[SOLVED] Apply partitioning and change clustering for replicated data base to BQ with DataFusion

Apply partitioning and change clustering for replicated data base to BQ with DataFusion

I replicate data from MySQL data base to BigQuery using DataFusion.

My original table in MySQL is not partitioned but I want it to be partitioned by a column when it is replicated to BQ.

Additionally BQ assigns a column for clustering by default on its own for PK column when I run replication job in DataFusion.

Questions:

Is it possible at the very beginning of replication job in DataFusion (MySQL -> BQ) to set some tables to become partitioned by specific columns, while the rest of replicated table leave replicating as they are?
And is it possible to change or set cluster columns on start of the replication process to BQ?

Solution

Response from Google Cloud Community:

BigQuery and DataFusion do not directly support partitioning of existing tables that are replicated.

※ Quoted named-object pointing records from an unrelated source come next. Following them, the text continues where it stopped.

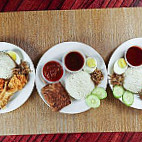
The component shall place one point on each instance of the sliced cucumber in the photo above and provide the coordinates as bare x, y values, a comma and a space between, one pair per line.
128, 98
118, 91
100, 93
92, 101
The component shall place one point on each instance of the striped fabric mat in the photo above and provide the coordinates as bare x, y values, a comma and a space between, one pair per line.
22, 5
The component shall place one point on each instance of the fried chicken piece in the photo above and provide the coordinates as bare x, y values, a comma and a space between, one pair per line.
16, 83
22, 69
4, 97
2, 82
56, 96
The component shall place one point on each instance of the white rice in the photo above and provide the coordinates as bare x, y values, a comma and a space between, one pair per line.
79, 85
133, 80
6, 66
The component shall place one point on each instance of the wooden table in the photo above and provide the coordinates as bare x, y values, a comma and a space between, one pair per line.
36, 32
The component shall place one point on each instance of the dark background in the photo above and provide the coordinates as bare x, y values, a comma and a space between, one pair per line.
30, 5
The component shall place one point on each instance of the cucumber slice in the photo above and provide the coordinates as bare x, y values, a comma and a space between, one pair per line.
128, 98
100, 93
92, 101
118, 91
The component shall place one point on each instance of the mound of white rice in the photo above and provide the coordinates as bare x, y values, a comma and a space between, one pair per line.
133, 80
79, 85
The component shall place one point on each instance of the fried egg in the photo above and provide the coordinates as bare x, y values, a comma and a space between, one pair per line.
91, 65
120, 66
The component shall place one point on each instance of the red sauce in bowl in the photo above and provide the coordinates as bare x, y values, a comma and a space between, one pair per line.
134, 56
52, 71
74, 61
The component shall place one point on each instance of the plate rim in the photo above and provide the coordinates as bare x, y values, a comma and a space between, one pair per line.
55, 46
108, 70
34, 75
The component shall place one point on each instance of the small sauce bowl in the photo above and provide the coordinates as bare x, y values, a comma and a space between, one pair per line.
74, 61
53, 71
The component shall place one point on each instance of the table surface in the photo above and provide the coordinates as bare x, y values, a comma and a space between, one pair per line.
19, 5
36, 32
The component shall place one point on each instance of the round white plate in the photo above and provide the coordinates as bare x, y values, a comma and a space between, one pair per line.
57, 52
20, 97
119, 52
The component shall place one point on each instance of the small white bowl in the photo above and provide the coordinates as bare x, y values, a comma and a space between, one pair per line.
50, 82
127, 60
63, 60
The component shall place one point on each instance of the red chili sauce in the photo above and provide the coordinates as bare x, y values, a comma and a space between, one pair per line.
74, 61
134, 56
52, 71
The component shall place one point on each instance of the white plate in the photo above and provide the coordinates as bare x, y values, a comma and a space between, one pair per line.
119, 52
20, 97
57, 52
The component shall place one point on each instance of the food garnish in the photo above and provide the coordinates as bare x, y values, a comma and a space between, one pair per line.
6, 66
53, 71
134, 56
4, 96
100, 93
118, 91
117, 79
16, 83
133, 79
120, 66
97, 76
56, 96
92, 101
79, 85
74, 61
128, 98
91, 65
2, 82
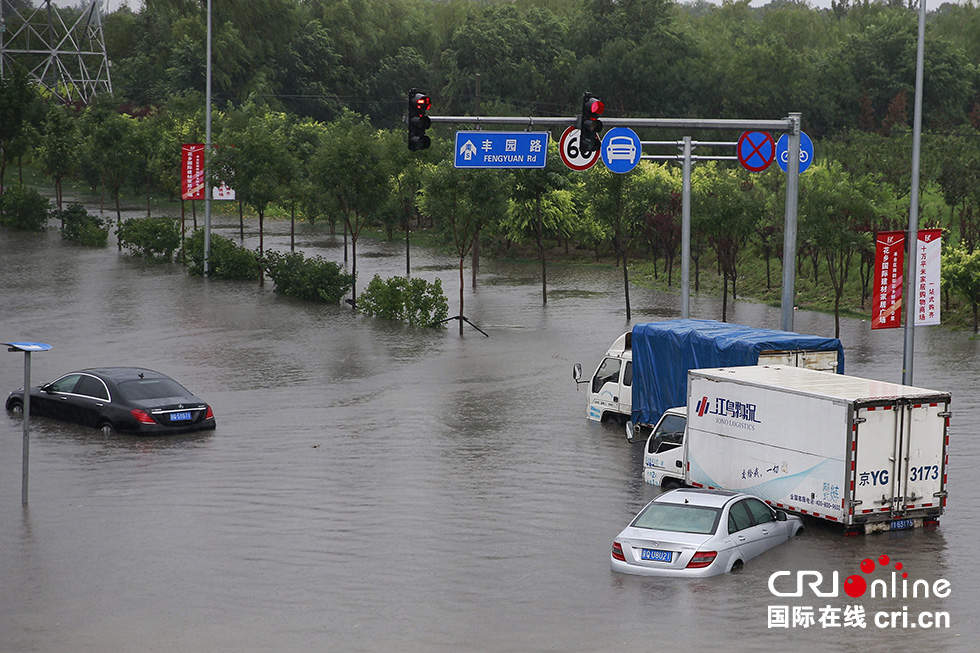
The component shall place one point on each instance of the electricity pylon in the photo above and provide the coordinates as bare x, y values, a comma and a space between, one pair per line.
70, 62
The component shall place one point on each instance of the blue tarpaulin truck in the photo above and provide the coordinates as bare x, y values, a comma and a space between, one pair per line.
644, 372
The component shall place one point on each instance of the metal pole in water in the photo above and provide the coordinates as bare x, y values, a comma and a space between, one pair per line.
912, 240
27, 426
686, 232
27, 348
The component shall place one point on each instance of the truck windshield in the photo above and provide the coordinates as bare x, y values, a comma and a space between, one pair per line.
668, 435
608, 372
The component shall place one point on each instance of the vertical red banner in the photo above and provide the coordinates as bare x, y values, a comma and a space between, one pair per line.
886, 308
929, 255
192, 171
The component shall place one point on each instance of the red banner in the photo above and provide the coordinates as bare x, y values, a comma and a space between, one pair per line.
886, 308
192, 171
929, 256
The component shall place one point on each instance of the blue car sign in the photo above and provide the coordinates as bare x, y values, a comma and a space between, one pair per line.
620, 149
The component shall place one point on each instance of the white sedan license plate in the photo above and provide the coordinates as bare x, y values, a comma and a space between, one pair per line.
656, 555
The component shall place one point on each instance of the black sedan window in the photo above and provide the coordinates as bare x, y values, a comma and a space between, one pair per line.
761, 513
64, 384
151, 389
678, 518
90, 386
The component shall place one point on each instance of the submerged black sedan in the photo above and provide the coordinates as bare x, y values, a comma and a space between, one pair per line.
123, 399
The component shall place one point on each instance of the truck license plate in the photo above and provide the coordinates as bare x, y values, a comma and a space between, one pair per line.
656, 555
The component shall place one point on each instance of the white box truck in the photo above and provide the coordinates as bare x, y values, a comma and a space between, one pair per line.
644, 372
869, 455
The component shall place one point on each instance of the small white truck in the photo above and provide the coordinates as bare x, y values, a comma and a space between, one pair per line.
869, 455
644, 372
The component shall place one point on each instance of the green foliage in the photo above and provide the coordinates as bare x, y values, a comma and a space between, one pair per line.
226, 260
961, 275
79, 226
414, 301
151, 238
24, 208
312, 278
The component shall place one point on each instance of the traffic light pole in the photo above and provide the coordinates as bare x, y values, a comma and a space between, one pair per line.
790, 125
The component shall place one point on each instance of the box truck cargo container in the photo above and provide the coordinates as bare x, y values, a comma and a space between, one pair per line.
869, 455
644, 372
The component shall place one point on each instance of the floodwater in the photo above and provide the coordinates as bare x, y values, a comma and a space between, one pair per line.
372, 487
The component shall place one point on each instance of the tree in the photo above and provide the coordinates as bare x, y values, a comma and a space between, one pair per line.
352, 173
731, 209
961, 275
252, 149
462, 203
838, 210
58, 148
111, 147
541, 205
16, 101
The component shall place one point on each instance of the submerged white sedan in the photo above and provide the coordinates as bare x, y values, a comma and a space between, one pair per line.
697, 533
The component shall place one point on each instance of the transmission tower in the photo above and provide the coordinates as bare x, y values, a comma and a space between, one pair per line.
70, 62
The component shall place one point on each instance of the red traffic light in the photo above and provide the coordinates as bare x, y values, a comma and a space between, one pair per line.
421, 102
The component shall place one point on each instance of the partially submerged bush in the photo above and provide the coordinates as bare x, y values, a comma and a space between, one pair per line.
415, 301
307, 278
24, 208
226, 260
80, 226
151, 238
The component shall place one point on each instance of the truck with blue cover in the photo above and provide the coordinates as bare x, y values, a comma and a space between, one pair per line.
644, 372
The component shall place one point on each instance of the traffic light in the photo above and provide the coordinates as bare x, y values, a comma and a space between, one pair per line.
589, 124
418, 121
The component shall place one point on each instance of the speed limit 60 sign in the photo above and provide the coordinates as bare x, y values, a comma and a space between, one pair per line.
568, 148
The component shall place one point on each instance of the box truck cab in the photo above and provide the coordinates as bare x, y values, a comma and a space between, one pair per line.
869, 455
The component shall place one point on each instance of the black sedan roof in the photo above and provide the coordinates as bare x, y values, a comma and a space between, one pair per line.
120, 374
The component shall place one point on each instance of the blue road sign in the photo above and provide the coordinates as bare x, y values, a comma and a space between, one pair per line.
806, 151
620, 149
479, 149
28, 346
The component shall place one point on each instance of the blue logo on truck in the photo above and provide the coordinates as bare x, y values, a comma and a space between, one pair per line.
739, 414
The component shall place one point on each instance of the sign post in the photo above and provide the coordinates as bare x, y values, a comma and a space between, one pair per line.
27, 348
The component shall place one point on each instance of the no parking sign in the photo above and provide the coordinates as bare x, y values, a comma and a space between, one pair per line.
756, 151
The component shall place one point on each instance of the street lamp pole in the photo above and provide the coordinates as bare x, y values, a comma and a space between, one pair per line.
912, 239
207, 152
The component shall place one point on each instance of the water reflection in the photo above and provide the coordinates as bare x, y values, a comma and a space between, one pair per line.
375, 487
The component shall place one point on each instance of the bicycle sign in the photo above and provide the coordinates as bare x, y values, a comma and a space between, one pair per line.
806, 152
571, 155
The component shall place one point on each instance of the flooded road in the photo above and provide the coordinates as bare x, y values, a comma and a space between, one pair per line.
372, 487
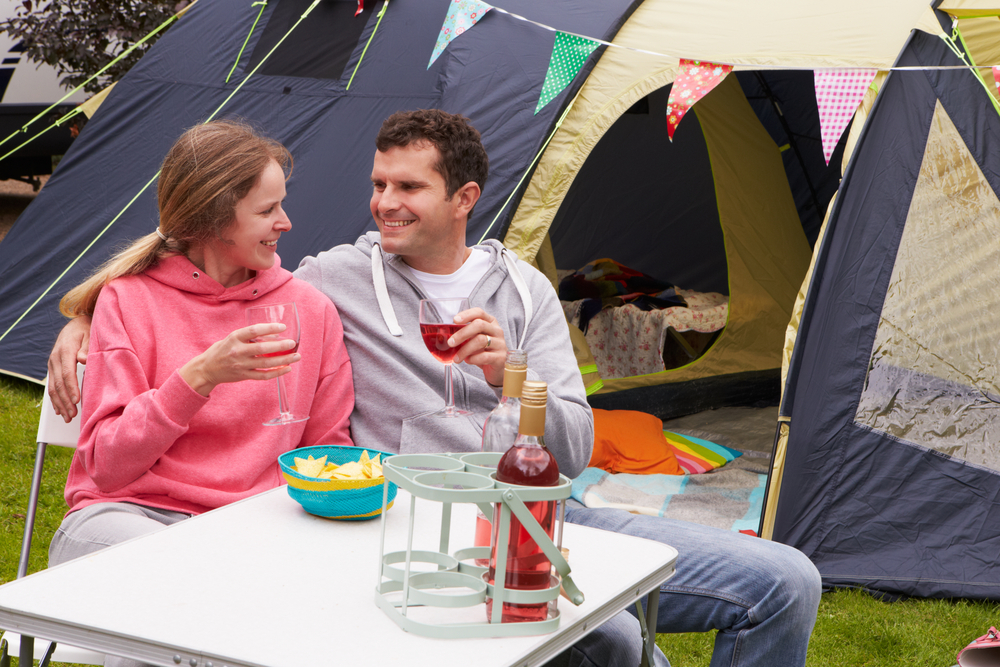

BUT the method: pausing DataFusion replication, creating a new partitioned table, dropping the original table, and then renaming the new table to the original name, resuming DataFusion replication is the recommended approach for partitioning existing replicated tables, and it works.

This approach involves some downtime as the original table is dropped and the new partitioned table is created. To minimize downtime, you can create the new partitioned table with the same schema as the original table and then copy the data from the original table to the new table. Once the data is copied, you can drop the original table and rename the new table to the original name.